A major goal in evolutionary biology is to understand the genetic basis of adaptive traits. In migratory birds, wing morphology is such a trait. Our previous work on the great reed warbler (Acrocephalus arundinaceus) shows that wing length is highly heritable and under sexually antagonistic selection. Moreover, a quantitative trait locus (QTL) mapping analysis detected a pronounced QTL for wing length on chromosome 2, suggesting that wing morphology is partly controlled by genes with large effects. Here, we re-evaluate the genetic basis of wing length in great reed warblers using a genomewide association study (GWAS) approach based on restriction site-associated DNA sequencing (RADseq) data. We use GWAS models that account for relatedness between individuals and include covariates (sex, age and tarsus length). The resulting association landscape was flat with no peaks on chromosome 2 or elsewhere, which is in line with expectations for polygenic traits. Analysis of the distribution of p-values did not reveal biases, and the inflation factor was low. Effect sizes were however not uniformly distributed on some chromosomes, and the Z chromosome had weaker associations than autosomes. The level of linkage disequilibrium (LD) in the population decayed to background levels within c. 1 kbp. There could be several reasons to why our QTL study and GWAS gave contrasting results including differences in how associations are modelled (cosegregation in pedigree vs. LD associations), how covariates are accounted for in the models, type of marker used (multi- vs. biallelic), difference in power or a combination of these. Our study highlights that the genetic architecture even of highly heritable traits is difficult to characterize in wild populations.

Genetic differences between willow warbler migratory phenotypes are few and cluster in large haplotype blocks.

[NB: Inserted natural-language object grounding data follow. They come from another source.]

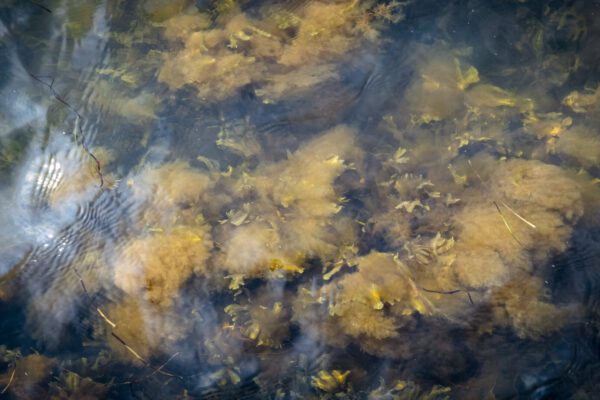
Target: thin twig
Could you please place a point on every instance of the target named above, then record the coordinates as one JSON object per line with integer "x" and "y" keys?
{"x": 518, "y": 216}
{"x": 9, "y": 381}
{"x": 451, "y": 292}
{"x": 78, "y": 122}
{"x": 506, "y": 224}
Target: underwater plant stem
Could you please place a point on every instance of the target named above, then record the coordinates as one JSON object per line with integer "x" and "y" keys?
{"x": 12, "y": 376}
{"x": 506, "y": 223}
{"x": 518, "y": 216}
{"x": 81, "y": 138}
{"x": 450, "y": 292}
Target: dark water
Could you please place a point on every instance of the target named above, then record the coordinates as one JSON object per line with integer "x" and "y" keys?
{"x": 299, "y": 199}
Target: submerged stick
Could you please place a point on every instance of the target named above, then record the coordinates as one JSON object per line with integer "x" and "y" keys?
{"x": 506, "y": 224}
{"x": 12, "y": 376}
{"x": 80, "y": 140}
{"x": 451, "y": 292}
{"x": 518, "y": 216}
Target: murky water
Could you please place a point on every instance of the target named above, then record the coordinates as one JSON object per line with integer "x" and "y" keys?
{"x": 299, "y": 199}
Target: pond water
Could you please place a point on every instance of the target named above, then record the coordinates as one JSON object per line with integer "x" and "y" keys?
{"x": 299, "y": 199}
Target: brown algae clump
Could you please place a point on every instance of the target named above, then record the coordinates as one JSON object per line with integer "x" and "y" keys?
{"x": 296, "y": 208}
{"x": 282, "y": 51}
{"x": 155, "y": 266}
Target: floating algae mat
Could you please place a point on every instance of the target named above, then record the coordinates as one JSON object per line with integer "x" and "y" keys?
{"x": 302, "y": 199}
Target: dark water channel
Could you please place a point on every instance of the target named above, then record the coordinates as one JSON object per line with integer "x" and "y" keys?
{"x": 300, "y": 199}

It is well established that differences in migratory behavior between populations of songbirds have a genetic basis but the actual genes underlying these traits remains largely unknown. In an attempt to identify such candidate genes we de novo assembled the genome of the willow warbler Phylloscopus trochilus, and used whole-genome resequencing and a SNP array to associate genomic variation with migratory phenotypes across two migratory divides around the Baltic Sea that separate SW migrating P. t. trochilus wintering in western Africa and SSE migrating P. t. acredula wintering in eastern and southern Africa. We found that the genomes of the two migratory phenotypes lack clear differences except for three highly differentiated regions located on chromosomes 1, 3, and 5 (containing 146, 135, and 53 genes, respectively). Within each migratory phenotype we found virtually no differences in allele frequencies for thousands of SNPs, even when comparing geographically distant populations breeding in Scandinavia and Far East Russia (>6000 km). In each of the three differentiated regions, multidimensional scaling-based clustering of SNP genotypes from more than 1100 individuals demonstrates the presence of distinct haplotype clusters that are associated with each migratory phenotype. In turn, this suggests that recombination is absent or rare between haplotypes, which could be explained by inversion polymorphisms. Whereas SNP alleles on chromosome 3 correlate with breeding altitude and latitude, the allele distribution within the regions on chromosomes 1 and 5 perfectly matches the geographical distribution of the migratory phenotypes. The most differentiated 10 kb windows and missense mutations within these differentiated regions are associated with genes involved in fatty acid synthesis, possibly representing physiological adaptations to the different migratory strategies. The ∼200 genes in these regions, of which several lack described function, will direct future experimental and comparative studies in the search for genes that underlie important migratory traits.